Where were you born: Kewaunee, WI
Where are you from: Green Bay, WI
Majors: History, German
Year in school: Class of 2016
Interests/hobbies: Rock climbing, cooking, Packers
Involvement on campus: Student Health & Overall Wellness (S.H.O.W.), UW Flash Fiction
Career aspirations: To succeed as an Information Technology Lawyer
How has CAE helped you create your Wisconsin Experience?
CAE continuously challenged me to become a better-rounded student. During the Summer Collegiate Experience, I gained an appreciation for new art forms like classical music that I previously considered dull. As a participant of the Undergraduate Research Scholars program, I experienced the rewards of contributing to a large and relevant team project at a young age. Thanks to my First-Year Interest Group on Anne Frank, I was inspired to learn German and form unlikely friendships with my classmates. Finally, the Pathways capstone project challenged me to reflect on my goals and give an articulate and unique presentation.
CAE also provided me with unique and lasting connections. I became close friends with my floor mate from SCE. My advisor (Lauren) has not only given me direction and motivation as a student, but also supported me as a friend. After SCE, my critical thinking and writing instructor let me TA for him and has since become a close friend. None of these enriching relationships would have been possible without CAE.

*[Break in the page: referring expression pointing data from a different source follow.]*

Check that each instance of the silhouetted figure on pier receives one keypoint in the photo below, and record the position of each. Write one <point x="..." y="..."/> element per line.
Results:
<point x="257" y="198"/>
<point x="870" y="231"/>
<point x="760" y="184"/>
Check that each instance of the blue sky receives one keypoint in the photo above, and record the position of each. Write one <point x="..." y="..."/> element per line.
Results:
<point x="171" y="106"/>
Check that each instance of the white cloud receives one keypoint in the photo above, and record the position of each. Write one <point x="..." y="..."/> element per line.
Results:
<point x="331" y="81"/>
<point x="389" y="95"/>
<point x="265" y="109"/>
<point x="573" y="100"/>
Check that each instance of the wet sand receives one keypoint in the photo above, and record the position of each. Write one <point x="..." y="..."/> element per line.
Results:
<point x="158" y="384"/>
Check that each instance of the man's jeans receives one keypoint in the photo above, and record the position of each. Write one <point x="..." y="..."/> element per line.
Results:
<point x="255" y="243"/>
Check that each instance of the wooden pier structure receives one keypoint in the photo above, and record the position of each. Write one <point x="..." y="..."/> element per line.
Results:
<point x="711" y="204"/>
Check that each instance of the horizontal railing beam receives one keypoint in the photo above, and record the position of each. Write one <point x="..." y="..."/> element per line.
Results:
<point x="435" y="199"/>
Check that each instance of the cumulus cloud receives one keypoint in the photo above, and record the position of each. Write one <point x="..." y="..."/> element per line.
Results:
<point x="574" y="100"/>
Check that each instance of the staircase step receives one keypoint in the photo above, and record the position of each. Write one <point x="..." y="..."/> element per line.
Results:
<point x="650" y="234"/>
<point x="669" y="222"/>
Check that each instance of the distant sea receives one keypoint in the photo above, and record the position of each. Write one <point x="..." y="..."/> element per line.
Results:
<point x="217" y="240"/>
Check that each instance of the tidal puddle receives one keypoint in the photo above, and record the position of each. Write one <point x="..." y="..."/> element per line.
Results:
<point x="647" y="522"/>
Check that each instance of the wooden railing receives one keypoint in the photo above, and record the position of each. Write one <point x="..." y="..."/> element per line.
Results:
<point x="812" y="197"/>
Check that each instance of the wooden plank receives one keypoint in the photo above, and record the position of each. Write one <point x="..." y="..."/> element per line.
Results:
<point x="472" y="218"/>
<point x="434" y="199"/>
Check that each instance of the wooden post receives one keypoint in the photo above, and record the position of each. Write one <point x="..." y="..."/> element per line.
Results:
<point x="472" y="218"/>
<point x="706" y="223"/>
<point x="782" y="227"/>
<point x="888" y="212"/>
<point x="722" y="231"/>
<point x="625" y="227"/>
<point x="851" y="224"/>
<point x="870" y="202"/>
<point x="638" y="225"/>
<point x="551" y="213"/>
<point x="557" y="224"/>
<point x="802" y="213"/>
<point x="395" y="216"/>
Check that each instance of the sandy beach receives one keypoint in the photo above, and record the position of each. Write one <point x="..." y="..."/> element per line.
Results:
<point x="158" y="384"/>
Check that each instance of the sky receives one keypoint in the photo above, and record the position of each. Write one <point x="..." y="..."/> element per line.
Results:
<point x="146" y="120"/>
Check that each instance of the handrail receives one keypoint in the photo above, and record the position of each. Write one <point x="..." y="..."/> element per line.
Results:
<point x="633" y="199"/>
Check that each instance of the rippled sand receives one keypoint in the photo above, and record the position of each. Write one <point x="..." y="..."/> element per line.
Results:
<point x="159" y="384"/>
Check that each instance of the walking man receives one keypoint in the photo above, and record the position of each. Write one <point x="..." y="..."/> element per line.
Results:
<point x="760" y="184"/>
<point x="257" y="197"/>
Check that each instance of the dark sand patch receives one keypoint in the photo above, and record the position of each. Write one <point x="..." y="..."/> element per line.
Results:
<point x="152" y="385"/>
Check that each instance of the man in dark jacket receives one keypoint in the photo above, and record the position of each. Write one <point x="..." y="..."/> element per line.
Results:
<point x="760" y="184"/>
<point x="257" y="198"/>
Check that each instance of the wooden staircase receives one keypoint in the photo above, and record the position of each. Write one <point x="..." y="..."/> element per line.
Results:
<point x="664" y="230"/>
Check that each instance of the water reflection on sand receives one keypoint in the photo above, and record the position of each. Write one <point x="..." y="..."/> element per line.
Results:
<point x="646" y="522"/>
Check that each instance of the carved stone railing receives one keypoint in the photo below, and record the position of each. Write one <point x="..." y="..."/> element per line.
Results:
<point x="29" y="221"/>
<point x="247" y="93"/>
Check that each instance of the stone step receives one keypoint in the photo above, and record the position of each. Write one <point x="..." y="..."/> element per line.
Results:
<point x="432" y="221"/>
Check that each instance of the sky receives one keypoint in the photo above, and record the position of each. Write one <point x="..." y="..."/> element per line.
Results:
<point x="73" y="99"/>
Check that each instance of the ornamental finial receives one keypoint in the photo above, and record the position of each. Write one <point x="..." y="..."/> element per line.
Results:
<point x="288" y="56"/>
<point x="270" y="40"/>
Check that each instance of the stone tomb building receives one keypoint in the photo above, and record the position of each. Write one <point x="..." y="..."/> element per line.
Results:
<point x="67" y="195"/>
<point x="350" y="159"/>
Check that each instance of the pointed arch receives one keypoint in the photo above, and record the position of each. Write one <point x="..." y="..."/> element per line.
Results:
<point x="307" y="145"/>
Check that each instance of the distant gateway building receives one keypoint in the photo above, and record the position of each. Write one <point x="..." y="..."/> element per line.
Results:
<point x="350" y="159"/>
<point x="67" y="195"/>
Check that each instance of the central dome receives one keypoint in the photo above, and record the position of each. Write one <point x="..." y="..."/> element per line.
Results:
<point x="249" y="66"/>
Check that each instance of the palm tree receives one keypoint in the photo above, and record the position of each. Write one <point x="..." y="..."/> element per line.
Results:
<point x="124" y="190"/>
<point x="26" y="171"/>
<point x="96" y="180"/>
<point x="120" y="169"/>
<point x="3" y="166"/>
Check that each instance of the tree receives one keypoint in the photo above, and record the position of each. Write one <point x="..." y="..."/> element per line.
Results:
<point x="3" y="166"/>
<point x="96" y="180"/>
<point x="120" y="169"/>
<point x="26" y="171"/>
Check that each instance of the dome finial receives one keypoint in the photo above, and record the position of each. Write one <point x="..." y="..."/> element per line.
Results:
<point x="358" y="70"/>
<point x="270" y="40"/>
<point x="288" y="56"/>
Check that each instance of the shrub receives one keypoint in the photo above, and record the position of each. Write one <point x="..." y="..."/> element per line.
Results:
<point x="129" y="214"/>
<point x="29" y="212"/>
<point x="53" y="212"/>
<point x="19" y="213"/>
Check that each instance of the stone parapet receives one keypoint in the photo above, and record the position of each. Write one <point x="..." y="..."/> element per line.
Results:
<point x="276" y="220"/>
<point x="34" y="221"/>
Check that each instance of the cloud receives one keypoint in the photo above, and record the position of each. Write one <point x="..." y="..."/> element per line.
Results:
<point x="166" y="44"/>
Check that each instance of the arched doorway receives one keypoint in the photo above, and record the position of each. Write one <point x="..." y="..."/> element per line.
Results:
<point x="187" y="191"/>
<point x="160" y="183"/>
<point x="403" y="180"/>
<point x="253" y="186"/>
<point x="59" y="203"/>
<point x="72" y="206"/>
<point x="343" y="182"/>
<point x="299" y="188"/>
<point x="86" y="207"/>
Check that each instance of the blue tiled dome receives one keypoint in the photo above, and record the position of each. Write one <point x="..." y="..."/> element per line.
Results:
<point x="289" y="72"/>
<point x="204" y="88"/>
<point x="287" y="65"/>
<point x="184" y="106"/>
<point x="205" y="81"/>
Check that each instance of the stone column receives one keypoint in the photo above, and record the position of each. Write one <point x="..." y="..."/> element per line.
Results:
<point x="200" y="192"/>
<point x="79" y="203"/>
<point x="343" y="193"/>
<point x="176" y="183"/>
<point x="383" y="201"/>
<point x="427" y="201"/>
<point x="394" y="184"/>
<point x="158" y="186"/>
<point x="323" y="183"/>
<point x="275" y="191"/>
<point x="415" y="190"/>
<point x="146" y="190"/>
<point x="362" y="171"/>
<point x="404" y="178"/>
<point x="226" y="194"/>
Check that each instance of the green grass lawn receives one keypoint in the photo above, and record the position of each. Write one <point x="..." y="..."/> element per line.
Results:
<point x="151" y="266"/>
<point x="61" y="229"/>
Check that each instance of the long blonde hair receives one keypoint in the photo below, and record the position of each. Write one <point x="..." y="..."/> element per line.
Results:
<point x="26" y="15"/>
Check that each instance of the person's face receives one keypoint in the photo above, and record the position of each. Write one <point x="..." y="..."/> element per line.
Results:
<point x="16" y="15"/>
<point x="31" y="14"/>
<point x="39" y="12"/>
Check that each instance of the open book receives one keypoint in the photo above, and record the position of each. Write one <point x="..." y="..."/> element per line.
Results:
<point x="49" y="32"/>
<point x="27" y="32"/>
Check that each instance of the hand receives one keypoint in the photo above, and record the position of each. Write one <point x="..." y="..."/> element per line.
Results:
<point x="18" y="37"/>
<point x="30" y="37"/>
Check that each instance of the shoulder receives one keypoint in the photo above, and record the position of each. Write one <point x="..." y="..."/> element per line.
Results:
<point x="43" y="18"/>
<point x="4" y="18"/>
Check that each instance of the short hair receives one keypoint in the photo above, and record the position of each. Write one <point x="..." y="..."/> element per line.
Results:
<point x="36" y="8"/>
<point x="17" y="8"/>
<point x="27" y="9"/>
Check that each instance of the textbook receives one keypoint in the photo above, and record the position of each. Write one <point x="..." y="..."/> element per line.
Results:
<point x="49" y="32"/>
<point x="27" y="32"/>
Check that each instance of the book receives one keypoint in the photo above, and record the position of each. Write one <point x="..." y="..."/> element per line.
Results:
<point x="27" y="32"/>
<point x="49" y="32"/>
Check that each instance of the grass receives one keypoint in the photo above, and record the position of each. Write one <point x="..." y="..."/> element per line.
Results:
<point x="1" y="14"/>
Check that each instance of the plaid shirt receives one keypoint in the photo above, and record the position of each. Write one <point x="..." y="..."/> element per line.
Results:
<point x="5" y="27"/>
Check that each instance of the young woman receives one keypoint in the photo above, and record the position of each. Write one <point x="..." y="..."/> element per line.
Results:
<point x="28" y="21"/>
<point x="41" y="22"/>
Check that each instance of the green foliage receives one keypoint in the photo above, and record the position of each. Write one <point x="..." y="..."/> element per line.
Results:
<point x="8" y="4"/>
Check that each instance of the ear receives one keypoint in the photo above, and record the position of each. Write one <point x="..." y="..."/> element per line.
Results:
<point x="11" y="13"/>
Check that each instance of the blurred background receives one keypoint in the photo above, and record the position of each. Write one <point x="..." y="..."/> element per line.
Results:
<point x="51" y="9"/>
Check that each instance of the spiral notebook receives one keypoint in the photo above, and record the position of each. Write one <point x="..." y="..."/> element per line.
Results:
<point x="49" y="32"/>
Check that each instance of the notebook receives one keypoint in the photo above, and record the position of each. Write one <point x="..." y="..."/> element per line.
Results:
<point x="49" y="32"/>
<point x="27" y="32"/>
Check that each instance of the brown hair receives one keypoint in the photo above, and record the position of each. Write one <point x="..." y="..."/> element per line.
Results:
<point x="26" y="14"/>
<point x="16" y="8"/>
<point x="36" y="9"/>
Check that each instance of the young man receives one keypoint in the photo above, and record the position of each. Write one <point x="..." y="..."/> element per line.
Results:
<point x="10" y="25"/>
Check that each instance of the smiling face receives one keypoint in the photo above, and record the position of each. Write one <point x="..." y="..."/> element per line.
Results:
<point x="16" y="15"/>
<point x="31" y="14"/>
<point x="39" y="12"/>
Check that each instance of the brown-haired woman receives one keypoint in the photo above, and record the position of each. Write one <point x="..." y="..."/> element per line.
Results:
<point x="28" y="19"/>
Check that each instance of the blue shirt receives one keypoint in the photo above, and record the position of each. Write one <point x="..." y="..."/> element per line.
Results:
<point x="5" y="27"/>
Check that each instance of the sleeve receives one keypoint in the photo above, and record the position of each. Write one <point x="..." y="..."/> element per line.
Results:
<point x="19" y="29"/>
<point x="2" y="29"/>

What has been a memorable experience in college so far?
Participating in the Academic Year in Freiburg study abroad program was my most memorable college experience. Living in a new country improved my language skills, made me a more adaptable student, and widened my perspective. Plus, it was fun! The opportunities to travel, learn, and try new foods (and German beer) made it difficult to have an uneventful day. My favorite memories from my time abroad are working in a traditional German restaurant, going to concerts with my new friends, and Couchsurfing.
Describe what you are looking forward to after graduating?
In general, I am looking forward to working with a team. Aside from group projects, being a student is often a one-person effort. I think it will be rewarding to belong to a larger organization and have a common goal. I also look forward to applying the critical thinking skills that my years in the College of Letters & Science have developed.
More specifically, I am looking forward to staying in Madison to work in the Information Technology field. I also hope to work in Indonesia as an English teacher before eventually applying to law school.
What is one thing you wish you would’ve known coming in as a freshman?
I wish I would’ve known the power of the UW library system. As a freshman, the only tip I heard concerning school materials was “buy used books.” As a result, I ended up buying many books in the bookstore that were available for free right across the street in the library. In fact, I’d estimate that 90% of what I ever needed as an undergraduate was accessible through the library. Anything that isn’t in a one of UW-Madison’s forty libraries can often be ordered for free through Interlibrary Loan or UBorrow. Renewing books online also allows you to keep them longer, sometimes for a whole semester.
The library has a lot more to offer than just books, however. One can access hundreds of databases to find the perfect secondary source for a paper through the Article Search function. There are nice reference librarians who monitor the Chat service on the library page and offer help to students who can’t make it to a library. There’s even a plethora of popular movies, games, and CDs in College Library that are just waiting to be checked out and enjoyed—and it’s all free!
What tips do you have for getting to know faculty?
Keeping up with assignments and visiting office hours are, of course, important, but they don’t always guarantee a connection with a faculty member. After all, a handful of students do these things every semester. I think the best way to get to know someone is by distinguishing yourself. Sharing your reaction to a professor’s recent publication or attending a departmental event can leave a big impression. Taking multiple courses with the professor also gives them more of a chance to get to know you better. Simply sending them an email thanking them for their hard work throughout the semester or sharing how you applied what you leaned in class allows the relationship to continue after the school year ends. The more ways a faculty member can continuously see a student’s interests and skills, the more likely the relationship will grow (and the better that letter of recommendation will be).